You climb into the belly of the bus and it heaves back into motion. It
is dark now and the middle aged couple sitting opposite to you is wrapped
in blankets and curled snugly together. They remind you of hibernation,
the looks on their faces stoic and yet somehow also gentle. You feel that
this is their way, the way of most people in this country, on this whole
continent, to traverse mountains and fertile plains in these chugging
great machines, buckled and battened-down as the hours and the kilometers
unwind, constants racing against each other.
Precious little is visible in the nightscape out the window, save the
twinkling of towns here and there. Halogen lights on streets illuminate
men standing in front of small bars drinking beer, waiting for nothing.
You drift into and out of consciousness, a pendulum, a flying fish. There
is a stop at a bus station that you recognize from the last time you were
in this country, when you made this journey in the opposite direction.
You smile at the memories of this small city, eating chinese food with
your two great traveling companions and then discovering a Simpsons-themed
bar on the main street, laughing through beers under walls painted with
This time, as some passengers disembark and others come aboard, you hop
out and buy a bag of mandarin oranges. You're already peeling as you climb
back up the stairs for the last time, into the voyages homestretch.
The skin comes away easily, revealing a disappointing dryness from the
fruit inside. It's still sweet though, and shocks your tongue at first
The border between waking and sleep softens. Your eyes ache, and you open
them as wide as you can, They feel momentarily wiped clean, two red and
white balls hovering in the back of the bus. Though you have already spent
30 hours in transit, and more then half of that unconscious, there is
no tender relief of rest. You have only a cloddy dullness in your mind,
a scratching of throat from the cold air, and an overpowering desire to
lie horizontal, anywhere would be fine, just prone and completely still.
||The lights of Bogota begin,
and you recognize the apartment buildings surrounded by blue steel
fences. A familiar light rail station passes and you begin to gather
your things, the insistent thumping of a poorly paved street not
mattering now, your watch, reading 2:50 AM not important either,
The only thought that you will have arrived, and that there will
be no long bus journeys for at least two weeks.
The driver guns it through a deserted stoplight and under an overpass.

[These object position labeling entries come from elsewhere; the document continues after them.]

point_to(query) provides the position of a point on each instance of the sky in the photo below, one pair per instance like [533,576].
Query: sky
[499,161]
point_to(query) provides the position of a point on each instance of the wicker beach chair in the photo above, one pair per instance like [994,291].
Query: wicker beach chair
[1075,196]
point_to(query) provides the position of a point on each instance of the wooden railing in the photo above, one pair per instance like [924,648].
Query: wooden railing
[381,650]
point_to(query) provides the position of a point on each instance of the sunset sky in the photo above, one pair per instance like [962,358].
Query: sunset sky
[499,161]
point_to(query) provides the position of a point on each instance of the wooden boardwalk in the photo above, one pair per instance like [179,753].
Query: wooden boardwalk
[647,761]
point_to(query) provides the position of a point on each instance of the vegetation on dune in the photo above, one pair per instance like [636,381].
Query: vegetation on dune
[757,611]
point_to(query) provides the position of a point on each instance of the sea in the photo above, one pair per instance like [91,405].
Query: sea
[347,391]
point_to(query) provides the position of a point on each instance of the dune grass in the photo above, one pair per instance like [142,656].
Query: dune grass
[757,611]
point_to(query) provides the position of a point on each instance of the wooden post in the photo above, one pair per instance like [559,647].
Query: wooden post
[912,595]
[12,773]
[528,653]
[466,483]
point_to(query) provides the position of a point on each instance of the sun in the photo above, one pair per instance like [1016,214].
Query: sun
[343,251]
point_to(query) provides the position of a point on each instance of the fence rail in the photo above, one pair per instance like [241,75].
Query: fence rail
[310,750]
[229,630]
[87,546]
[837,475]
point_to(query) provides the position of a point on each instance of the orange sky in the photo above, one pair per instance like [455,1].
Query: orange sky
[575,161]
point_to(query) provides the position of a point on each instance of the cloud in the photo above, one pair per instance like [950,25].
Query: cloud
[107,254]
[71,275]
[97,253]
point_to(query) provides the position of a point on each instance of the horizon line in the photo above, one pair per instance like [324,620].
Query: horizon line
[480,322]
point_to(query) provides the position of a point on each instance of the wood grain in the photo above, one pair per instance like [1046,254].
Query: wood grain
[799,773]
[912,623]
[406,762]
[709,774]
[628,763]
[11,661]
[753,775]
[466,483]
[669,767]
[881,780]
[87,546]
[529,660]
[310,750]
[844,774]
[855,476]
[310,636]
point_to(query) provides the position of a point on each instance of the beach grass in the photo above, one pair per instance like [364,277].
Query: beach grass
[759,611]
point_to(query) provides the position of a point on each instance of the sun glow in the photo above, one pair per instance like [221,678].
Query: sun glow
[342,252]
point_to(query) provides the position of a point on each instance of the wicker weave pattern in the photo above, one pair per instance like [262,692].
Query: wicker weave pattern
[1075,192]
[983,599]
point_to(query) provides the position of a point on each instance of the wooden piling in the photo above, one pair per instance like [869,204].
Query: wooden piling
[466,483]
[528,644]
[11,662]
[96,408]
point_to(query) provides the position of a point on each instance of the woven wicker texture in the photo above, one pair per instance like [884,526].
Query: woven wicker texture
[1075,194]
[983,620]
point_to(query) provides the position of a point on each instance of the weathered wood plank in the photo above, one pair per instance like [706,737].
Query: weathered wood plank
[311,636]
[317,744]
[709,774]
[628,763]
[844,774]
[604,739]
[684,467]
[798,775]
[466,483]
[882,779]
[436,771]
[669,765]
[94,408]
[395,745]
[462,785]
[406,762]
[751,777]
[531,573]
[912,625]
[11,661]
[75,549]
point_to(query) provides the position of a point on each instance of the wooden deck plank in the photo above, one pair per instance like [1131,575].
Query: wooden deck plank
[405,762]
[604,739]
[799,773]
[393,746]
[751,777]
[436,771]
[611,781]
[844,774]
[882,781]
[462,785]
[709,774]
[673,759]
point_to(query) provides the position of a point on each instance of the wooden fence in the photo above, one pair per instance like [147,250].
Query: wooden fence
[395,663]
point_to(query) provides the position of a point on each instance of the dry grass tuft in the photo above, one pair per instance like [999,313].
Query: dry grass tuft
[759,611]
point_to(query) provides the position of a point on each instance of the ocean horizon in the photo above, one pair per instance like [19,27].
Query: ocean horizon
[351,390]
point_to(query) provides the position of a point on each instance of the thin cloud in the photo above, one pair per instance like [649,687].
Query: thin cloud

Passengers in front of you nod in accord with his desire for this to be
done, and the terminal hoves into view, a shining star, a beacon. The
airbrakes sound, the great machine settles, and you wait patiently as
everyone files out, not feeling defeated, more like a knife in desperate
need of sharpening.
You collect your pack, it's weight reassuring as you heft it onto your
shoulders, the concrete solid beneath your feet. The taxi driver guesses
the neighborhood and you grunt in assent. The empty streets of Bogota
flash by quietly as he barrels towards the target, that bed in the hostel
with your name on it. The good and old street and the silly animal painted
on the door bring an electric tingle of relief, a gulp of air embraced
after too long a moment underwater.
You ring the buzzer and the night clerk appears, yawning and rubbing sleep
from his face as he opens the door. You follow him through the courtyard
like a zombie, past the water fountain, the well-used kitchen, and into
your dorm room. In one fluid motion you stow your pack, hang your clothes
on a wall hook, climb onto your top bunk and nestle under the blankets.
You lie there, cashed in but still awake for a moment.
Your mind flits briefly to the weeks ahead, until your head finds a complimentary
angle with the hard, lumpy pillow. It is then that your breathing slows,
and you fall into merciful, blissful sleep.